Keeping this analogy, there is no “fix” for the way things are currently operating in education. We are already trying to pit too many independent ingredients against one another and trying to pretend that they will “play nice” and create a desired results. Instead, the combinations of testing, accountability, technology, direct instruction, inquiry and other bits of educational buzz are mixing together to form almost toxic stew that is virtually counterproductive.  Instead of a secret strategy to solve the issues of education, we must look for a blue ribbon winning recipe that leads to a combination greater than the sum of the individual contributing parts. So what might that include? In my not-so-gourmet opinion, I sense a combination of technology, co-learning and passion-based discovery. The most important ingredient, and the that must be the most prevalent, will need to be the student.

In Defense of Learning (part one)

As I crossed the state this weekend for a wonderful DEN Day of Discovery at the Biltmore House, I decided to listen to the audio version of In Defense of Food by Michael Pollan. While this book focused on the Western diet and how nutritionists have broken down and attempted to apply scientific processes to the foods we eat, I found a tremendous number of parallels to education and the reform that I believe is needed today in education. Driving on I-40 for over 300 miles gave me plenty of time to think, process and digest thisinformation, along with jotting down all kinds of messy notes on an envelope I found in my car. Over the next few weeks, I hope to put some of these thoughts into a series of blog posts.

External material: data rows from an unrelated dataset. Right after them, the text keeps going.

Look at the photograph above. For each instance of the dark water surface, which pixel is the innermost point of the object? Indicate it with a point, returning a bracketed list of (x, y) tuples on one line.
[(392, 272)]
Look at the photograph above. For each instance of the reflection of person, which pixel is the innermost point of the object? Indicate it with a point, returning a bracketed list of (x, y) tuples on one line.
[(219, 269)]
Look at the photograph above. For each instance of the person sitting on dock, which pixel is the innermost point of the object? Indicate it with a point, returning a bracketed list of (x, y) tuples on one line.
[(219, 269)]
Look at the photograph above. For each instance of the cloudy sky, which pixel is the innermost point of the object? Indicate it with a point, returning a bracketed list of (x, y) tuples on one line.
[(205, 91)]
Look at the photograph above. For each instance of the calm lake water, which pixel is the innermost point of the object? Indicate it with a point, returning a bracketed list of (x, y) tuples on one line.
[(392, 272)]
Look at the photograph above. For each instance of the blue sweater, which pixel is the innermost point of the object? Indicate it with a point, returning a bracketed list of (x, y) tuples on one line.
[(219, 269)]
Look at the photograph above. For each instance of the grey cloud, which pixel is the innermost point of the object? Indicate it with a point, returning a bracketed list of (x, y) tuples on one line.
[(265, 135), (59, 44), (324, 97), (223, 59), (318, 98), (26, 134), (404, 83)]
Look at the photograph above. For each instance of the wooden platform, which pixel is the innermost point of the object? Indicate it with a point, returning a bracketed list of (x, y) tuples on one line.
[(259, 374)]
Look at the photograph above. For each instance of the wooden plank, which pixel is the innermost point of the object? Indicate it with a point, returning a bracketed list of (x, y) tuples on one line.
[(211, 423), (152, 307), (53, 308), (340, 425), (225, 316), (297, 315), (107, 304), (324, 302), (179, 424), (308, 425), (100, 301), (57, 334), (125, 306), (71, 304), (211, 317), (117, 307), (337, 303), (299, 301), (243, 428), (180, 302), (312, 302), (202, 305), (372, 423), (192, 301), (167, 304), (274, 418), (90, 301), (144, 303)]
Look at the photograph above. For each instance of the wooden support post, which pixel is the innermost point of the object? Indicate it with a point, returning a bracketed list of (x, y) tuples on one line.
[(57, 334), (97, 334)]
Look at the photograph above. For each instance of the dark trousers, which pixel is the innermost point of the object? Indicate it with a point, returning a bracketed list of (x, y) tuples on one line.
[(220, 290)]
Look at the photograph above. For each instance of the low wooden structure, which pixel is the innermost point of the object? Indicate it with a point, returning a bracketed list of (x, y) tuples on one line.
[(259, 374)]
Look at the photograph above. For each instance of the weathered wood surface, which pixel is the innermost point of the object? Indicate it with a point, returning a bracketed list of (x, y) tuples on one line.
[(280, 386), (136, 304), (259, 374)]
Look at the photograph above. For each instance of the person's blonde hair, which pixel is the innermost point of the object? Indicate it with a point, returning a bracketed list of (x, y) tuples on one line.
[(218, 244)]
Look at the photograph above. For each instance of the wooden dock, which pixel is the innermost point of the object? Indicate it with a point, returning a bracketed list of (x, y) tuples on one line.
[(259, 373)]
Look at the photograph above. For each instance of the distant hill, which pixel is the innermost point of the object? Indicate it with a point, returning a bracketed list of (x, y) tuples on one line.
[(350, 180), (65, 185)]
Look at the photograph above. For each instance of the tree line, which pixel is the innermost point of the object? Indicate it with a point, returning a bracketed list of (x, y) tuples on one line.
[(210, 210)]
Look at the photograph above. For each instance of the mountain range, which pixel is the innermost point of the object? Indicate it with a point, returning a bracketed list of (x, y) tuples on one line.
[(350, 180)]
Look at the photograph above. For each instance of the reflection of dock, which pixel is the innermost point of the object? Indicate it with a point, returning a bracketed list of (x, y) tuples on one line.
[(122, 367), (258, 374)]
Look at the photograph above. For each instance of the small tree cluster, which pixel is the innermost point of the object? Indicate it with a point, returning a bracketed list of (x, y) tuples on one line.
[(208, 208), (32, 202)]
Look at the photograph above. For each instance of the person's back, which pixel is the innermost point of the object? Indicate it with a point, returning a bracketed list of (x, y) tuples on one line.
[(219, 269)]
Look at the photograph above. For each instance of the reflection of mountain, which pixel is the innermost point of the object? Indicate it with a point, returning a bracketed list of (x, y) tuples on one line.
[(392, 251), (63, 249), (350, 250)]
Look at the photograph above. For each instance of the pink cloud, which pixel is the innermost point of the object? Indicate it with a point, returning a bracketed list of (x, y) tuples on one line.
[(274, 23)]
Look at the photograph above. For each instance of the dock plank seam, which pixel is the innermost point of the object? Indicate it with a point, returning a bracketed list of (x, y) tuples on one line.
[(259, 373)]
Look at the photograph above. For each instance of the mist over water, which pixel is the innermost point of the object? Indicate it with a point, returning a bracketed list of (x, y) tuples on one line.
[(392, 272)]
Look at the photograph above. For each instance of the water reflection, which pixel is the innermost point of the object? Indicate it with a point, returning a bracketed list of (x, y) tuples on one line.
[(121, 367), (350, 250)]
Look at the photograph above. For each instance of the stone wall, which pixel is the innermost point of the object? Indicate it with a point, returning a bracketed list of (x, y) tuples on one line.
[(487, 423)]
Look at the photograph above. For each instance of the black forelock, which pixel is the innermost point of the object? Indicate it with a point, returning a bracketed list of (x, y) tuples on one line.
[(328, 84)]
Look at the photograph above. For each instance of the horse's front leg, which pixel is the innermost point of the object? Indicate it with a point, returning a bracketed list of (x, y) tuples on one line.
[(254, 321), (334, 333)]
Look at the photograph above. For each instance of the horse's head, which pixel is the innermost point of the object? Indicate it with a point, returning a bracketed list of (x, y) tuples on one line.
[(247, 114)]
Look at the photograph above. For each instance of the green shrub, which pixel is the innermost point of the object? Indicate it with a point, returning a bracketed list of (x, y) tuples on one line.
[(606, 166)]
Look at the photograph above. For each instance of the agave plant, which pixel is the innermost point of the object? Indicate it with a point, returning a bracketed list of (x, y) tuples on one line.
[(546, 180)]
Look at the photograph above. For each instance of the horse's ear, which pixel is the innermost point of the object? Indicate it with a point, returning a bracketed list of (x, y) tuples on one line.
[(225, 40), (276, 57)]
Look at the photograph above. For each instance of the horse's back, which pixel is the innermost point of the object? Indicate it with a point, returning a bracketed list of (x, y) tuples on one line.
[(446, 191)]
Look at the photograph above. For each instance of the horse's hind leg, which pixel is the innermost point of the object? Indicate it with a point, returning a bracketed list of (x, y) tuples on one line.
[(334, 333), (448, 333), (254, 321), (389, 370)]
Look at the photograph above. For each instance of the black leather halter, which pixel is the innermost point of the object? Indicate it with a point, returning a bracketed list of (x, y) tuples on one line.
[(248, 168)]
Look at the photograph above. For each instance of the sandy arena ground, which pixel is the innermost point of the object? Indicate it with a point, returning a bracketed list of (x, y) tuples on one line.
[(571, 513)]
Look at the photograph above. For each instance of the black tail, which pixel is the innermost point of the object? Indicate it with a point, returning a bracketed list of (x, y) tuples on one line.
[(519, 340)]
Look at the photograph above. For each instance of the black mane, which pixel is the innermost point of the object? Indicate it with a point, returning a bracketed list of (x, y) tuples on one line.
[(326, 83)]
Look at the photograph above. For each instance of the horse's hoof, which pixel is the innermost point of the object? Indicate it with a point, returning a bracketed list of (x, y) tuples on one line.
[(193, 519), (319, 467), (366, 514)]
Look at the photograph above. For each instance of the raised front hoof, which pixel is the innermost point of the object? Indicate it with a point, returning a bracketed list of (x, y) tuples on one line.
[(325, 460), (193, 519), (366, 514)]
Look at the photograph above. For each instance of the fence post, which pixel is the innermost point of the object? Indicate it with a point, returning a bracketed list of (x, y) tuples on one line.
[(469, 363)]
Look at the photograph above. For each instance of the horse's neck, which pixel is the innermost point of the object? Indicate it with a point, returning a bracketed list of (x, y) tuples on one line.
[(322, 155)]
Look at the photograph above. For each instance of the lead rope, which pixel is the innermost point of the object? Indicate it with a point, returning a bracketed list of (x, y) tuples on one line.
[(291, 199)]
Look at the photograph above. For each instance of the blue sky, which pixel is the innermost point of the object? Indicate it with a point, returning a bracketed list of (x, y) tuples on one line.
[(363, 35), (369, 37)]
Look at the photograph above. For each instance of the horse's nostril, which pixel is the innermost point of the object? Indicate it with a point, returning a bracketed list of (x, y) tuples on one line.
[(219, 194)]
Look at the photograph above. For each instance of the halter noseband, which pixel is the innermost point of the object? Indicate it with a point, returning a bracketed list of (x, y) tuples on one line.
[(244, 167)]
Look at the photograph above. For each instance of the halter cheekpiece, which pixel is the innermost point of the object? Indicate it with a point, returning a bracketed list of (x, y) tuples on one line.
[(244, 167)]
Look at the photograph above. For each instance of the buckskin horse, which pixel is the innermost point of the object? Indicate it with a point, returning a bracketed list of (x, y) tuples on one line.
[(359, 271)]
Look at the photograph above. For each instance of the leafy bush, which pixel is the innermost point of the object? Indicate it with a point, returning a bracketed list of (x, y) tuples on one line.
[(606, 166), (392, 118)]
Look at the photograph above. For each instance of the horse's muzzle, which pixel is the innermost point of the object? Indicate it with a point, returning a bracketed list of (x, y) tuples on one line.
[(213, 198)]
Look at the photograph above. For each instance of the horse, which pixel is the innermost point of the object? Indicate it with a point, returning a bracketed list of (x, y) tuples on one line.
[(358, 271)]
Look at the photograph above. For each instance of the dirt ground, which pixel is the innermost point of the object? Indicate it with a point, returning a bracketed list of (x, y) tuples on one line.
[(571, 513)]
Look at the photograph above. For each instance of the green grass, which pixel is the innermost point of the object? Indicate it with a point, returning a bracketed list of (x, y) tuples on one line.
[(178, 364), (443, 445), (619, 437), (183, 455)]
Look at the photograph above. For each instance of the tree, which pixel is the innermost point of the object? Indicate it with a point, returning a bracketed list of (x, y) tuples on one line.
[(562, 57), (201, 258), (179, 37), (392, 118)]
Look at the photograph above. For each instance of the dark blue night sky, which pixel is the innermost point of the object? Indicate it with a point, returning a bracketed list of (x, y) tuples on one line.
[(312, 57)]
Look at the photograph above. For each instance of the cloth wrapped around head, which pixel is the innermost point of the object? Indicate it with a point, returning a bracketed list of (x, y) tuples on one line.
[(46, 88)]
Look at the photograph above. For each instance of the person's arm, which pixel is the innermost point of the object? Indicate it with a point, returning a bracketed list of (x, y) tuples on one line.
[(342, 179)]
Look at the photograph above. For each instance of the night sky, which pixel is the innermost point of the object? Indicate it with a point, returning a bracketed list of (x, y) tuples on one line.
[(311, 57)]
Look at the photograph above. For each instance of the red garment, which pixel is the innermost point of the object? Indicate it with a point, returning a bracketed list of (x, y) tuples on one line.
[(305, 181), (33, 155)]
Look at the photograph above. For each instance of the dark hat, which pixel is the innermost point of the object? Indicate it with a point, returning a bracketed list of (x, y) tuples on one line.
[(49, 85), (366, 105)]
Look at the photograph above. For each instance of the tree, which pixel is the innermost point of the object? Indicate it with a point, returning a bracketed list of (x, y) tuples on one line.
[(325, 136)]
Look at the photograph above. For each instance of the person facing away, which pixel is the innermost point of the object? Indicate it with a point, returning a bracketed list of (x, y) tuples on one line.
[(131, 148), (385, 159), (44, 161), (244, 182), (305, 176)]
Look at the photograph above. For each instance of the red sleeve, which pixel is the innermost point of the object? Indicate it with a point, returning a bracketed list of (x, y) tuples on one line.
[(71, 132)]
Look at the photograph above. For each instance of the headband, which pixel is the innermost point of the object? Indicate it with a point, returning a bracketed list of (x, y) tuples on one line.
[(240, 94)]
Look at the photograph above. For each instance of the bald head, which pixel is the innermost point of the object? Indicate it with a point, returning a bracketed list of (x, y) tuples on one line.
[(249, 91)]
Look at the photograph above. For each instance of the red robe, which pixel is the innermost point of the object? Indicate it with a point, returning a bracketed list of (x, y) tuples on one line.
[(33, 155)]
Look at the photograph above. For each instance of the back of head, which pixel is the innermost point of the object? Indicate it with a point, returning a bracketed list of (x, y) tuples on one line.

I am going to start with Pollan’s idea about how much an individual’s metabolism should contribute to their selection and consumption of food. It immediately reminded me of the idea of learning. We all have varied rates that we metabolize information, and being aware of these rates will make a significant difference in understanding our tendencies as learners. Some children can take in a rapid-fire of information, and remember it all. These learners remind me of the people who could eat a diet of Twinkies and Dr Pepper and never put on a pound. They can take it in and move on to the next thing without any pause for indigestion. Other students have to choose carefully from the buffet, but they are free to eat most anything in moderation, especially if they make a little extra effort. These are the same people who can graze the buffet, take an extra run in the morning, maybe take a Tums or 2, and be alright. In learning, they take things a bit slower. Sometimes it requires some extra review and effort, but (for the most part) they get it. Lastly, we have those people who are perpetually dieting and exercising, yet they struggle to stay in a healthy weight range. To me, these are the kids who try and try and do the right things, yet it’s always a struggle to keep their heads above water.

If learning is a form of metabolism, I have to think that a prescriptive diet of appropriate combinations of learning strategies and individualized instruction can maximize the rate of learning absorption. It isn’t the addition or removal of one particular ingredient of the learning process, but rather the idea of changing routines and habits with the intention of increasing the learner’s health.  We must also consider those learners who metabolize information at the rate that some do Oatmeal Cream Pies. How can we keep them satisfied? And if we aren’t filling them with the right food, what kind of junk are they finding?